China Securities Co.Ltd(601066) futures pointed out that in addition to the continued rise of US inflation data, the global inflationary pressure continued to exist and gradually transmitted to consumption. Specifically, the Bank of Canada raised interest rates by 50 basis points as scheduled to start the process of quantitative tightening; The European Central Bank announced an interest rate resolution to keep the three key interest rates unchanged. Natural gas prices continue to rise, and the real economy in Europe continues to be impacted by high costs.

Since the beginning of this year, the Federal Reserve has been tightening monetary policy to curb inflation. Hua'an futures expects the Federal Reserve to raise interest rates seven times in 2022 and will start to shrink the table in May. Driven by the tight labor market, high inflationary pressure and the increasing expectation of market tightening, the 10-year yield of US bonds rose sharply, from about 1.5% at the end of last year to more than 2.8%, with an upward range of more than 120 basis points.

gold ETF scale continues to increase

As the gold price gradually rose, funds began to "favor" gold ETFs According to the latest report released by the World Gold Council, in March, the global gold ETF received a net inflow of 187.3 tons, or US $11.8 billion, the largest monthly net inflow record since 2016.

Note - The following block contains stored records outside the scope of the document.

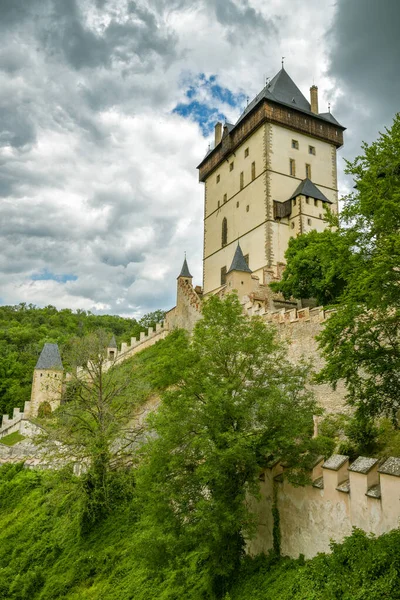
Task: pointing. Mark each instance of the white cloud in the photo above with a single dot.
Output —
(99, 177)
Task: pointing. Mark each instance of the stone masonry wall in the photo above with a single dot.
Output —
(364, 495)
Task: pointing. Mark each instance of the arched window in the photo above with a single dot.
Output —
(224, 235)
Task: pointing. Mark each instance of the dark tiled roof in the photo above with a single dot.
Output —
(185, 270)
(112, 343)
(308, 188)
(329, 117)
(283, 90)
(49, 358)
(238, 263)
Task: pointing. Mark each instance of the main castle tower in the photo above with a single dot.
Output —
(268, 178)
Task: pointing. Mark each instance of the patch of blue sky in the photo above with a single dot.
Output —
(200, 112)
(203, 95)
(46, 275)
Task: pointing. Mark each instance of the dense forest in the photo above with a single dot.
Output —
(158, 536)
(44, 556)
(25, 328)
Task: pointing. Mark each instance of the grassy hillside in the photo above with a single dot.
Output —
(25, 328)
(44, 556)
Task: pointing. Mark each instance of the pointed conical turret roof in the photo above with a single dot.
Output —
(185, 270)
(112, 343)
(49, 358)
(308, 188)
(239, 263)
(284, 89)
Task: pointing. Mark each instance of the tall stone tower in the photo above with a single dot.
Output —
(47, 381)
(268, 178)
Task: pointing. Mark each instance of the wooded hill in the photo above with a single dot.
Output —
(25, 328)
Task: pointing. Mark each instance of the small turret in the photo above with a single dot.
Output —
(239, 275)
(47, 382)
(185, 271)
(112, 349)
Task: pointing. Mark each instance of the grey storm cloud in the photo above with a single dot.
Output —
(364, 60)
(97, 174)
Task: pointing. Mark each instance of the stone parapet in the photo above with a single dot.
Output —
(344, 496)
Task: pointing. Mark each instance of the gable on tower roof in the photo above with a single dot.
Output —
(239, 263)
(49, 358)
(283, 90)
(308, 188)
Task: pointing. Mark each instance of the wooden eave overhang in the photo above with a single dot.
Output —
(268, 111)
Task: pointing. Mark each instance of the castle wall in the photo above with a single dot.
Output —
(312, 516)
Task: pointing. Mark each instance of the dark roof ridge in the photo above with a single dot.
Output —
(238, 262)
(308, 188)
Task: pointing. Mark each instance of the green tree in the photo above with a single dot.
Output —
(238, 406)
(319, 265)
(95, 423)
(151, 319)
(360, 342)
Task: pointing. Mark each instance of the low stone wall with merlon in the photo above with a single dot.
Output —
(365, 494)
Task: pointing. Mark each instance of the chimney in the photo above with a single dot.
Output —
(218, 133)
(314, 99)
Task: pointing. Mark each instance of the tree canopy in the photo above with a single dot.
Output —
(238, 406)
(319, 265)
(361, 340)
(25, 328)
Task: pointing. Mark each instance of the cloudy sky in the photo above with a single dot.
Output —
(107, 106)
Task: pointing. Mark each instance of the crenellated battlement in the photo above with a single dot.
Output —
(138, 344)
(364, 494)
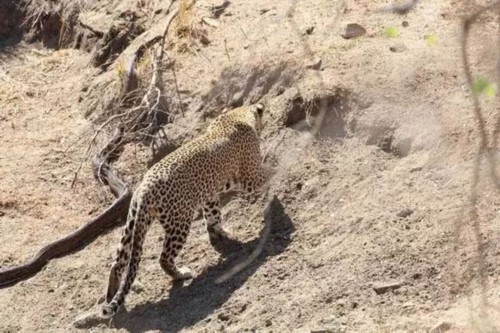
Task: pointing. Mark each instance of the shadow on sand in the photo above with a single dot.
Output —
(185, 306)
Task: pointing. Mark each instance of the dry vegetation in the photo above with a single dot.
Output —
(386, 210)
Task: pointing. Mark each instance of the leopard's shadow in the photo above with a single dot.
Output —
(185, 306)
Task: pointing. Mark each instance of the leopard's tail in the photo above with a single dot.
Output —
(125, 268)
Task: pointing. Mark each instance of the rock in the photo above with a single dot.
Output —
(223, 316)
(398, 48)
(405, 213)
(137, 287)
(88, 320)
(353, 30)
(210, 21)
(309, 30)
(415, 169)
(314, 64)
(441, 327)
(382, 288)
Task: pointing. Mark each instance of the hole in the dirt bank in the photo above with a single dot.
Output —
(304, 113)
(11, 19)
(384, 137)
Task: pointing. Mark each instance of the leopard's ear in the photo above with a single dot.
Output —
(260, 109)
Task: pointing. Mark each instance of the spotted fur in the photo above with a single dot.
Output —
(226, 158)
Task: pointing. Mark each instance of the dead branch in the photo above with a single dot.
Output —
(88, 232)
(483, 144)
(99, 34)
(103, 172)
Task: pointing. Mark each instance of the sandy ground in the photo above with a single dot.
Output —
(372, 232)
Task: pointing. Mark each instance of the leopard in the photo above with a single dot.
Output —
(226, 158)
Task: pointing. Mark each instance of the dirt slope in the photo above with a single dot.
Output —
(372, 232)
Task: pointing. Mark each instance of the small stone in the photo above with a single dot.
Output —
(88, 320)
(309, 30)
(204, 39)
(353, 30)
(415, 169)
(441, 327)
(382, 288)
(315, 64)
(405, 213)
(223, 316)
(137, 287)
(398, 48)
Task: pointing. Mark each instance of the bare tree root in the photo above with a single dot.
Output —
(88, 232)
(129, 123)
(482, 148)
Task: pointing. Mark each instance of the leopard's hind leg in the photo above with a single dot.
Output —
(176, 232)
(123, 253)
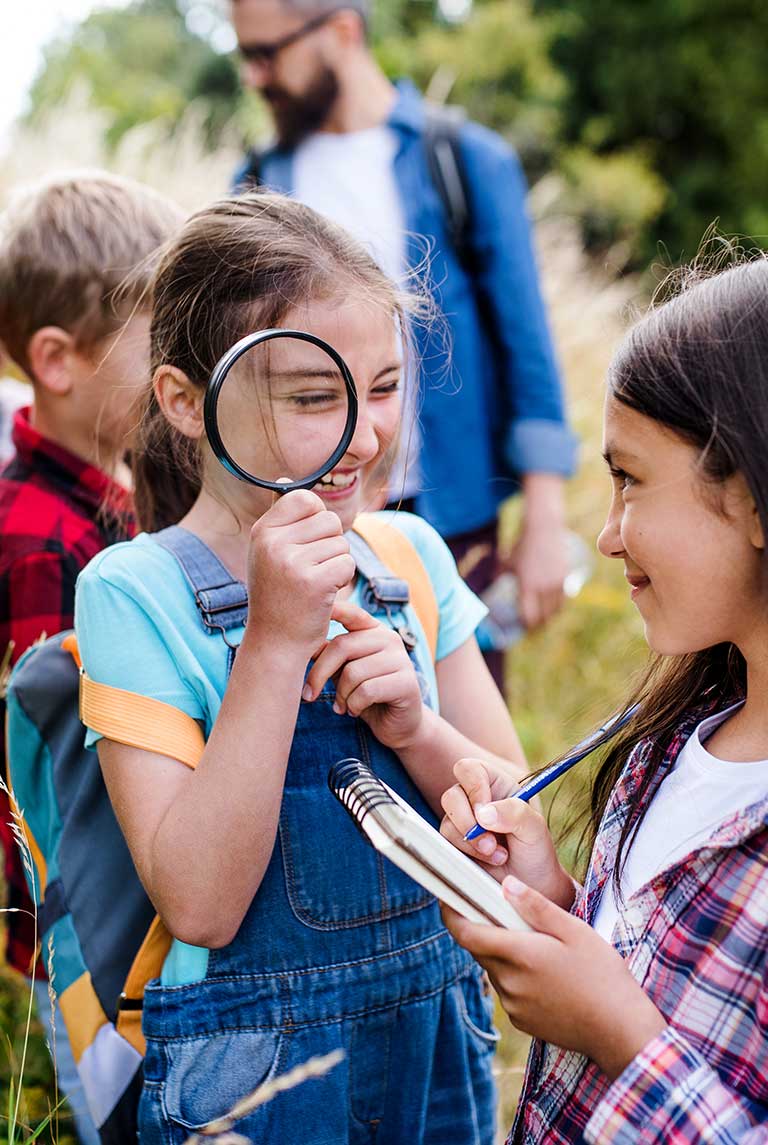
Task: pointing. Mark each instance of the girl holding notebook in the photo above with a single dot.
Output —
(291, 937)
(649, 1000)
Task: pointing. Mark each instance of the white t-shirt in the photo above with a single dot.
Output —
(349, 178)
(698, 795)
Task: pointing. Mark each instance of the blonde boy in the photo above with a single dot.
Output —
(65, 246)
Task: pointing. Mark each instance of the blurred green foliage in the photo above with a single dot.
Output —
(683, 86)
(652, 115)
(38, 1089)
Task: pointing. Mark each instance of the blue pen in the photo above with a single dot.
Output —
(552, 773)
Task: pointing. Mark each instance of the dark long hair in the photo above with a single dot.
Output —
(697, 364)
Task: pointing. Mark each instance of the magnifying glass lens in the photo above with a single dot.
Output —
(283, 410)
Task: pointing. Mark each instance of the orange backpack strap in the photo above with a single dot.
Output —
(153, 726)
(402, 558)
(147, 965)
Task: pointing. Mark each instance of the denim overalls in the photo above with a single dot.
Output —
(338, 950)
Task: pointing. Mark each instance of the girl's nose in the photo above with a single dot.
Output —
(365, 443)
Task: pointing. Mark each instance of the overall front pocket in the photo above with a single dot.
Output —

The World Gold Council reported that all regional funds received net inflows in March, mainly driven by increased positions of North American and European funds. Among them, the net inflow of Asian funds in March was 2.6 tons, equivalent to US $166 million, and relevant Chinese funds became the main driving force. In China, the total position of China National Gold Group Gold Jewellery Co.Ltd(600916) etf rose to 61.8 tons in March, an increase of 2.4 tons, or US $150 million, compared with the end of February.

In addition to global funds buying gold ETFs on a large scale, Chinese public funds also began to participate in the "gold buying tide". According to the reporter's incomplete sorting, a number of funds "poured into" gold stocks in the first quarterly report, including Yintai Gold Co.Ltd(000975) , Hunan Gold Corporation Limited(002155) , Western Region Gold Co.Ltd(601069) , Shandong Gold Mining Co.Ltd(600547) , etc.

Specifically, Yintai Gold Co.Ltd(000975) was increased by several funds in the first quarter. As of the end of March, 13 funds held 677368 million shares Yintai Gold Co.Ltd(000975) , accounting for 2.77% of circulating shares, with a total market value of more than 590 million yuan. Among them, Huaxia core manufacturing held Yintai Gold Co.Ltd(000975) more than 30 million shares in the first quarter, accounting for 1.23% of the outstanding shares; Qianhai Kaiyuan gold and silver jewelry holds more than 10 million shares; Huatai bairuifuli, Qianhai open source core resources and Huatai bairuihengli all hold more than 2.5 million shares.

Shandong Gold Mining Co.Ltd(600547) is also a heavy stock of several funds. As of the end of March, 24 funds held 297575 million shares in the first quarter Shandong Gold Mining Co.Ltd(600547) , accounting for 0.82% of the circulating shares. The total market value of the shares held exceeded 560 million yuan, and the fund increased its holdings of 2.2972 million shares in the first quarter.

Institutional research enthusiasm is high, according to datayes! Pro monitoring: Recently, gold jewelry company Chow Tai Seng Jewellery Company Limited(002867) won 206 institutional research, and Hou Hao, fund manager of China Merchants Fund, appeared in the research list; This year, China National Gold Group Gold Jewellery Co.Ltd(600916) has been investigated by institutions 14 times, with 75 fund companies participating.

Due to high inflation and strong risk aversion, the gold market is heating up, and funds are flowing into gold ETFs and gold stocks on a large scale. However, Wang Xiang reminded that in the short term, we need to be vigilant against the risk of periodic adjustment caused by table contraction. In Wang Xiang's view, gold performed well in the stagflation period and the early stage of economic recession, and the impact on the dollar system and the demand for diversified asset allocation under uncertainty will form an additional boost to the upward price of gold.